On September 8, 1956, Hastings was proclaimed a city.
Fifty years later, we celebrate the people and events that put Hastings on the map and count down the days until the anniversary.
Former deputy fire chief proud of his city
Lou Jillings will always remember 1956 as a special year. Not only did Hastings become a city, but he was also promoted to deputy fire chief of the Hastings fire service.
Mr Jillings had been in the brigade for 17 years when he became second-in-charge, so he had seen a lot of action.
During more than 40 years as a firefighter Mr Jillings, now 84, won many awards, including the Gold Star in 1964.
He was also in the winning United Fire Brigades’ Association team in the 1953 New Zealand Championships and was awarded the Queen’s Fire Service Medal in 1982.
“I joined in 1939. I was 17, a year too young, but the superintendent wanted to make the team up.”
He enlisted in the Navy and at the end of 1943 went to England to train on submarines in Portsmouth, but was never involved in any fighting.
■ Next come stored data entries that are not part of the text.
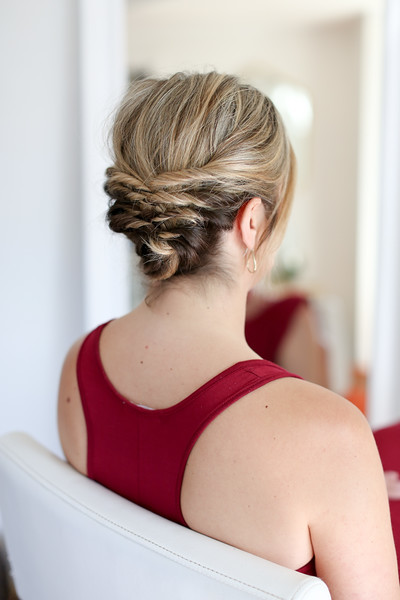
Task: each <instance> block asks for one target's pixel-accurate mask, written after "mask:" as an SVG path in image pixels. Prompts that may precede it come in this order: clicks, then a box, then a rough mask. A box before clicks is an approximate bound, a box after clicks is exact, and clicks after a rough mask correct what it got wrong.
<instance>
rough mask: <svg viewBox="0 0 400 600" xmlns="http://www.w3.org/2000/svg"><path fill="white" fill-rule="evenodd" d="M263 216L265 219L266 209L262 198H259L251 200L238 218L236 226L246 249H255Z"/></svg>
mask: <svg viewBox="0 0 400 600" xmlns="http://www.w3.org/2000/svg"><path fill="white" fill-rule="evenodd" d="M262 216H263V217H264V219H265V214H264V207H263V205H262V201H261V198H258V197H256V198H251V200H249V201H248V202H246V204H244V205H243V206H242V208H241V209H240V211H239V213H238V215H237V217H236V225H237V228H238V232H239V234H240V236H241V239H242V242H243V244H244V246H246V248H250V249H251V250H253V249H254V247H255V245H256V241H257V234H258V231H259V227H260V221H261V217H262Z"/></svg>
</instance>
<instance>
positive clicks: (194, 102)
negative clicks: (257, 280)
mask: <svg viewBox="0 0 400 600" xmlns="http://www.w3.org/2000/svg"><path fill="white" fill-rule="evenodd" d="M112 141H113V152H114V165H113V166H112V167H109V168H108V169H107V171H106V176H107V179H106V182H105V186H104V188H105V191H106V193H107V194H108V195H109V197H110V205H109V210H108V215H107V217H108V222H109V226H110V228H111V229H112V230H113V231H115V232H118V233H124V234H125V235H126V236H127V237H128V238H129V239H130V240H131V241H132V242H133V243H134V245H135V248H136V252H137V254H138V255H139V256H140V258H141V266H142V269H143V271H144V273H145V274H146V275H147V276H148V277H149V278H150V279H152V280H165V279H170V278H171V277H173V276H174V275H185V274H189V273H194V272H196V271H201V270H202V271H204V270H207V268H210V267H211V266H212V267H213V269H214V270H215V268H216V267H218V265H217V263H218V250H219V241H220V239H221V232H222V231H224V230H229V229H231V228H232V227H233V223H234V220H235V218H236V216H237V213H238V211H239V209H240V207H241V206H242V205H243V203H244V202H246V201H247V200H249V199H250V198H252V197H254V196H259V197H261V198H262V200H263V202H264V205H265V208H266V216H267V219H268V222H269V223H270V228H269V230H268V233H271V232H272V229H273V227H272V226H271V225H272V224H273V226H274V227H276V225H277V223H278V221H280V220H282V219H279V218H278V217H280V214H279V213H282V216H283V215H284V214H286V213H287V212H288V205H289V203H290V202H284V200H290V198H289V196H290V189H291V182H292V170H293V169H292V165H293V157H292V153H291V148H290V144H289V142H288V140H287V137H286V134H285V131H284V128H283V125H282V123H281V120H280V117H279V115H278V113H277V111H276V109H275V108H274V106H273V104H272V103H271V101H270V100H269V99H267V98H265V97H264V96H263V95H262V94H261V93H260V92H258V91H256V90H255V89H253V88H251V87H249V86H244V85H241V84H239V82H238V81H237V79H236V78H235V77H232V76H227V75H219V74H217V73H209V74H206V75H200V74H195V75H183V74H177V75H174V76H173V77H171V78H170V79H166V80H155V79H146V80H143V81H139V82H135V83H133V84H132V86H131V87H130V89H129V90H128V93H127V95H126V96H125V98H124V100H123V102H122V105H121V107H120V108H119V111H118V113H117V116H116V120H115V125H114V128H113V132H112ZM285 206H286V208H284V207H285Z"/></svg>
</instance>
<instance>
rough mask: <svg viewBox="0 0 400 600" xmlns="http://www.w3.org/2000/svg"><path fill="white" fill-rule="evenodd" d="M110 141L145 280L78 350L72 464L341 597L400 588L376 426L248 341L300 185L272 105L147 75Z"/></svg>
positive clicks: (135, 244)
mask: <svg viewBox="0 0 400 600" xmlns="http://www.w3.org/2000/svg"><path fill="white" fill-rule="evenodd" d="M113 152H114V163H113V166H111V167H110V168H109V169H108V170H107V181H106V184H105V190H106V192H107V194H108V195H109V197H110V207H109V211H108V221H109V225H110V227H111V229H112V230H113V231H115V232H121V233H124V234H125V235H127V236H128V238H129V239H130V240H131V241H132V242H133V243H134V245H135V248H136V252H137V254H138V255H139V257H140V261H141V266H142V270H143V272H144V274H145V275H146V277H147V279H148V283H149V291H148V296H147V298H146V301H145V302H143V303H142V304H141V305H140V306H138V307H137V308H136V309H135V310H133V311H132V312H131V313H129V314H127V315H126V316H124V317H122V318H120V319H116V320H114V321H112V322H110V323H108V324H106V325H102V326H100V327H99V328H97V329H96V330H95V331H94V332H92V333H91V334H89V335H88V336H87V337H86V338H85V339H84V340H83V341H82V340H80V341H78V342H77V343H76V344H75V345H74V346H73V347H72V348H71V350H70V352H69V353H68V355H67V358H66V361H65V365H64V368H63V372H62V378H61V385H60V396H59V429H60V436H61V441H62V445H63V448H64V451H65V454H66V456H67V458H68V460H69V461H70V462H71V464H72V465H74V467H76V469H78V470H79V471H80V472H81V473H84V474H87V475H88V476H89V477H91V478H93V479H96V480H97V481H100V482H101V483H103V484H104V485H106V486H108V487H110V488H111V489H113V490H115V491H116V492H118V493H120V494H122V495H124V496H126V497H127V498H130V499H131V500H133V501H134V502H137V503H139V504H142V505H143V506H145V507H147V508H149V509H151V510H153V511H155V512H157V513H159V514H162V515H164V516H166V517H168V518H170V519H173V520H175V521H177V522H180V523H182V524H184V525H187V526H188V527H191V528H192V529H195V530H197V531H200V532H202V533H204V534H206V535H209V536H211V537H214V538H217V539H219V540H222V541H224V542H227V543H228V544H232V545H233V546H237V547H238V548H242V549H244V550H247V551H248V552H251V553H254V554H256V555H259V556H261V557H264V558H266V559H269V560H272V561H275V562H277V563H280V564H281V565H284V566H286V567H290V568H293V569H299V570H302V571H304V572H308V573H315V572H316V573H317V574H318V575H319V576H320V577H322V579H324V580H325V581H326V583H327V584H328V586H329V588H330V591H331V594H332V597H333V598H334V600H339V599H346V600H349V599H350V598H354V599H355V598H360V599H361V598H362V599H363V600H366V599H369V598H371V599H372V598H373V599H374V600H377V599H379V598H382V600H383V599H384V600H392V599H395V598H396V599H399V598H400V594H399V589H398V579H397V570H396V559H395V553H394V548H393V539H392V532H391V527H390V521H389V513H388V502H387V496H386V492H385V484H384V478H383V473H382V467H381V464H380V461H379V458H378V455H377V451H376V447H375V445H374V442H373V438H372V435H371V432H370V429H369V427H368V425H367V423H366V421H365V420H364V418H363V417H362V415H361V414H360V413H359V412H358V411H357V410H356V409H355V408H354V407H352V406H351V405H350V404H349V403H348V402H347V401H345V400H343V399H342V398H340V397H337V396H336V395H335V394H333V393H331V392H329V391H328V390H325V389H322V388H320V387H318V386H314V385H313V384H310V383H308V382H305V381H302V380H300V379H298V378H296V377H295V376H291V375H290V374H289V373H287V372H286V371H284V370H283V369H281V368H280V367H277V366H275V365H273V364H272V363H269V362H267V361H263V360H261V359H260V357H259V356H258V355H257V354H255V352H254V351H252V350H251V349H250V348H249V347H248V345H247V343H246V341H245V337H244V322H245V308H246V297H247V294H248V292H249V290H250V289H251V288H252V287H253V286H254V285H255V284H256V283H257V282H258V281H259V280H260V279H261V278H262V277H265V275H266V273H267V272H268V271H269V269H270V268H271V264H272V260H273V255H274V252H275V250H276V248H277V246H278V244H279V241H280V238H281V237H282V233H283V229H284V226H285V224H286V220H287V216H288V212H289V208H290V201H291V196H292V189H293V176H294V158H293V154H292V150H291V147H290V144H289V141H288V139H287V137H286V133H285V130H284V127H283V124H282V122H281V118H280V116H279V114H278V113H277V111H276V109H275V108H274V106H273V104H272V103H271V101H270V100H269V99H268V98H265V97H264V96H263V95H262V94H261V93H259V92H258V91H256V90H255V89H253V88H252V87H250V86H246V85H242V84H240V83H239V82H238V81H237V80H236V78H234V77H231V76H225V75H219V74H217V73H209V74H206V75H199V74H197V75H196V74H195V75H183V74H177V75H174V76H173V77H171V78H169V79H165V80H155V79H147V80H143V81H140V82H137V83H134V84H133V85H132V86H131V88H130V89H129V91H128V93H127V95H126V97H125V98H124V100H123V102H122V105H121V107H120V108H119V111H118V113H117V115H116V119H115V125H114V128H113ZM314 557H315V559H314Z"/></svg>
He returned to New Zealand at the end of 1945 to serve 10 more years before being promoted.
He has fond memories of the day that Hastings became a city. He said the entire brigade assembled at Windsor Park from where they paraded through towns finishing in Nelson Park.
“There were demonstrations that went on for two days steam engines and machines and all that.
“We showed people the fire pump in the park. One of the firemen left the pump running and the water ran out.”
His wife Joyce, who was busy looking after their five-month-old child at the time, remembers the fire engines at the demonstrations, the concerts and highland dancing.
“We kind of took it for granted, the change into a city.”
She said it was a wonderful time. Everyone rode bikes, and the assembly hall was always aglow on Saturday nights with people dancing the foxtrot and quick step. Mr Jillings played snooker, which was popular.
In 1956 the couple were living at the fire station.
Mr Jillings was working four 24-hour shifts a week and was highly respected, eventually becoming fire chief in 1974.
Until 1950 firefighters’ breathing equipment consisted of war-time gas masks. Mr Jillings has seen many changes since then, with more sophisticated equipment now the norm.
The worst fires he has fought were the Watties factory fire in 1962 and the Tomoana freezing works blaze in 1979.
He said he was never scared because he always had plenty to do.
Coping with thick smoke was particularly difficult.
“We had to go down low to the ground where there was some air. We used to cough up black stuff.”
Mrs Jillings was born in Hastings and Mr Jillings came from Auckland when he was just one year old, so the couple had seen many changes to the city.
Mrs Jillings said the city had come ahead in “leaps and bounds”.
Mr Jillings also noted developments such as the showgrounds and the race course.
“A lot of the old wooden buildings and old department stores have gradually been pulled down, and it looks a lot different now.
“The population has grown a lot. There were a lot of industrial jobs which brought in people. Havelock North was taken over – it wasn’t included in those days,” Mr Jillings said.
“It was a wonderful city to live in, and still is.”
Photo caption – LOOKING BACK: Lou Jillings, deputy fire chief in 1956, has spent 83 years in Hastings.